Later, after the withdrawal back to the Hadrianic line from the Antonine Wall,
various refurbishments were made throughout the frontier line. At this stage a
new linear feature was added: the `Military Way'. This was a road linking all
elements of the Wall defence, running from fort to fort within the area
bounded by the Wall and the vallum.
Throughout its long history the Wall was not always well maintained. It was
often neglected and sometimes overrun, but it remained in use until the late
fourth century when a weak and divided Roman Empire finally withdrew its
armies from the Wall and Britain.
It now survives in various states of preservation.
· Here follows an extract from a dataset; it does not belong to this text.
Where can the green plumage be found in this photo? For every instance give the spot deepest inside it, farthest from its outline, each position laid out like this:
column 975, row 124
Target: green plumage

In places, especially in
the central section, the Stone Wall still remains several courses high and the
attached forts, turrets and milecastles are also clearly indentifiable.
Earthwork features such as the ditch, vallum and Military Way also survive
well in places. Elsewhere the Stone Wall has been virtually robbed out and
only its foundations survive beneath the present ground surface. Similarly,
stretches of the earthwork remains, including sections of the Turf Wall, have
been levelled or infilled and now only survive as buried features. Although
some sections of the frontier system no longer survive visibly, sufficient
evidence does exist for its position to be fairly accurately identified
throughout most of its length.
Hadrian's Wall and it's associated features between the eastern end of
Davidson's Banks and road to Grinsdale survive as a series of buried and
upstanding remains, as does the vallum and associated features between
Davidson's Banks and the dismantled railway. Significant information on the
function and development of the frontier system over time will be preserved.